The Russia-Ukraine war
Gallagher also spoke about the war in Ukraine, where he is due to travel next week and expected to meet with the Ukrainian Foreign Minister Dmytro Kuleba in Kyiv on May 20.
“I believe that great powers like the United States and China, members of the Security Council, have a very important role in this moment, and we must appeal to them to fulfill their responsibilities with a deep sense of morality and urgency,” the 68-year-old English archbishop said.
The Vatican’s equivalent of a foreign minister said at another point in the interview that “Ukraine has the right to defend itself,” but added that it was essential to avoid an arms race.
Parolin, in his comments to journalists on the sidelines of an event at the Pontifical Gregorian University on Pope John Paul I, reiterated his desire “to have some clear parameters to address the issue of weapons in the most just and moderate way possible” in the Ukraine war.
“Eventually they will have to find a solution, because geography forces them to live, not together, but close together; they share a border that is many thousands of kilometers in length,” he said.

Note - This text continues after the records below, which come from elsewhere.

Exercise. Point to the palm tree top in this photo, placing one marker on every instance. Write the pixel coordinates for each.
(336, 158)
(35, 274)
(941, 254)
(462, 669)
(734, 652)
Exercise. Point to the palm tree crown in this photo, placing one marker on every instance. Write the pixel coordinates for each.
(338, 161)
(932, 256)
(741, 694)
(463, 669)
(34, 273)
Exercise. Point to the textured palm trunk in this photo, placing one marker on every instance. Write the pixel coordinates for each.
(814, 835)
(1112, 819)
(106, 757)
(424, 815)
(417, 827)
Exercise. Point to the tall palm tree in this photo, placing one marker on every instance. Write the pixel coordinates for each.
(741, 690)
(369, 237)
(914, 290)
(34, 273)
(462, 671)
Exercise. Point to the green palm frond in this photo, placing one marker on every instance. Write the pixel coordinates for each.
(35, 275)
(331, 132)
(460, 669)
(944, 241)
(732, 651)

“It is a pity,“ he added, “that we still have not understood the lesson that instead of doing all this slaughter and producing all this rubble, solutions could be found sooner — what the Holy See has always hoped for.“
China-Holy See relations
The cardinal’s comments on China come as the Holy See’s provisional agreement with Beijing is due to expire in October.
It is unclear what impact Zen’s arrest will have on the discussions between the Holy See and Chinese authorities about the renewal of the agreement, which was first signed in 2018 and renewed in 2020.
Beijing’s foreign ministry office in Hong Kong said this week that the arrest of the cardinal this week was “completely irrelevant to the occupation or religious background of the persons arrested.”
“The persons concerned are suspected of conspiracy to collude with foreign countries or foreign forces to endanger national security — an act of severe nature,” the government said.
Zen, who has been released on bail, was arrested on May 11 with at least four others for his role as a trustee of the 612 Humanitarian Relief Fund, which helped pro-democracy protesters to pay their legal fees.
More than 180 people in Hong Kong have been arrested since a sweeping National Security Law came into force in the former British colony, criminalizing previously protected civil liberties under the headings of “sedition“ and “foreign collusion.”
Pope Francis recorded a video message for Hong Kong Catholics in March in which he said: “It takes patience to hope.”
“I wish you to be good citizens and that you are courageous in the face of the challenges of the time,” the pope said.